SortieLeyre-Arcoa450Le sondeur indique maintenant quatre vingt dix centimètres et la flèche donne une tendance vers quatre vingt. Il ne sert à rien de changer de cap, de toute façon, je n’ai pas la moindre idée de l’endroit où nous sommes. Mon téléphone sonne. Mathieu m’indique qu’ils viennent de prendre quelque chose dans leur hélice. Le bateau n’avance plus et il n’y a presque plus d’eau là où ils sont. Ma réponse est claire. Impossible de faire demi-tour ; je ne sais pas moi-même où je me trouve. Je jette alors un œil au sondeur : quatre vingt centimètres. Je précise que nous allons sans doute nous échouer également. Soixante dix centimètres. Mathieu raccroche, le bateau est dégagé. Ils avancent à la rame.
Soixante centimètres.
J’essaye de percer la nuit avec mes yeux. Pas une marque en vue. Pas un piquet. Rien.
Cinquante centimètres.
Puis plus rien. Le sondeur clignote. De temps à autre je ressent les aspérités du sol. L’arrière du bateau se lève légèrement lorsque la vase devient moins molle. Un espoir : ne pas accrocher l’hélice. A mes côtés Xavier éclaire avec sa maglight l’immensité obscure du bassin à la recherche de la moindre indication. Il est très probable que nous soyons en train de faire route parallèlement à l’estey. Si tel est le cas, nous ne le trouverons jamais…
Et puis soudain le sondeur indique un mètre, cinquante.. quatre vingt. Trois mètres, cinq mètres. Nous y sommes.
C’est à ce genre de détail que l’on sait si l’on a acheté le bon bateau : les bons bateaux portent chance et te sortent de toutes les situations.
Je me dirige bien plus facilement. Alors que nous passons devant le port d’Arcachon, je décide d’appeler Mathieu. Je lui propose de revenir les chercher avec le bateau de mon père. Hord bord, il est plus facile à manœuvrer de nuit dans peu d’eau. Il ne reste que deux kilomètres avant d’arriver à Larros, et Mathieu m’assure que tout va bien. Ils sont descendus pousser le bateau, et ils ont de l’eau à la taille maintenant.
SortieLeyre-Arcoa520-5 Une fois que nous sommes ancré à l’île aux oiseaux, je contacte de nouveau Mathieu. Il ne répond pas. Je m’inquiète un peu. Quelques minutes plus tard, mon téléphone sonne. “Je te rassure tout de suite, je suis en train d’arriver à ma voiture. Par contre, on a laissé le bateau sur le bassin ; c’est pour çà que je rentre à pied”.

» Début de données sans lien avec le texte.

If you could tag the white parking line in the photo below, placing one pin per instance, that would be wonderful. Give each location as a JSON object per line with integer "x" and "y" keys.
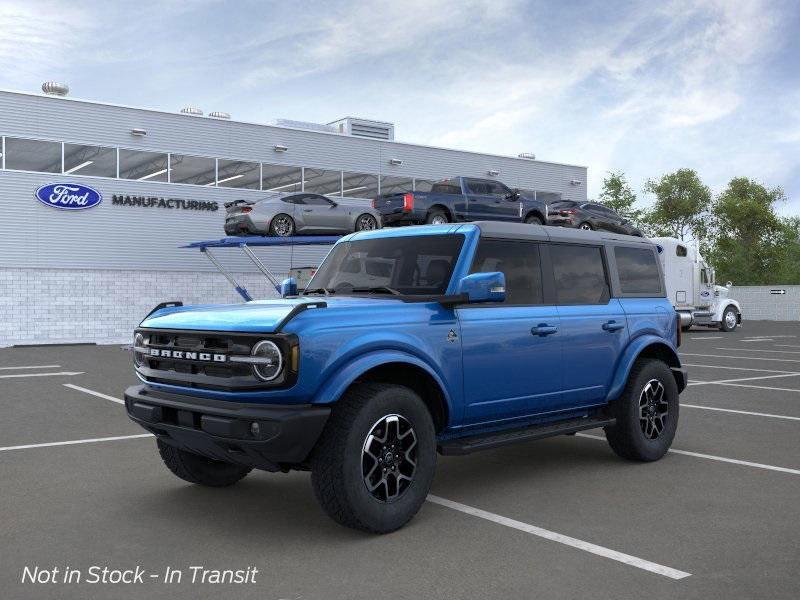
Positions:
{"x": 72, "y": 442}
{"x": 16, "y": 375}
{"x": 741, "y": 412}
{"x": 93, "y": 393}
{"x": 739, "y": 368}
{"x": 744, "y": 379}
{"x": 561, "y": 539}
{"x": 741, "y": 357}
{"x": 31, "y": 367}
{"x": 734, "y": 461}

Une sacrée histoire tout de même ; et j’attends avec impatience de lire la version “vécue” de cette histoire .”

Bon, après un tel récit, il va vraiment falloir que l’un de nous (520) raconte cette soirée assez extraordinaire. Pareil pour Xavier, qu’il n’hésite pas!

2 Comments to ‘Arcoa-trip: Un 450, un 520 et un 600 en expédition sur la Leyre’:

  1. Franck on 15 oct 2009 at 9:01: 1

    C’est pour ce genre de trip que j’ai depuis longtemps envie d’un Arcoa…
    Petits veinards…

  2. Erak on 4 nov 2009 at 21:17: 2

    Super Mat

    Encore, plein de bonnes choses à découvrir autour du Bassin.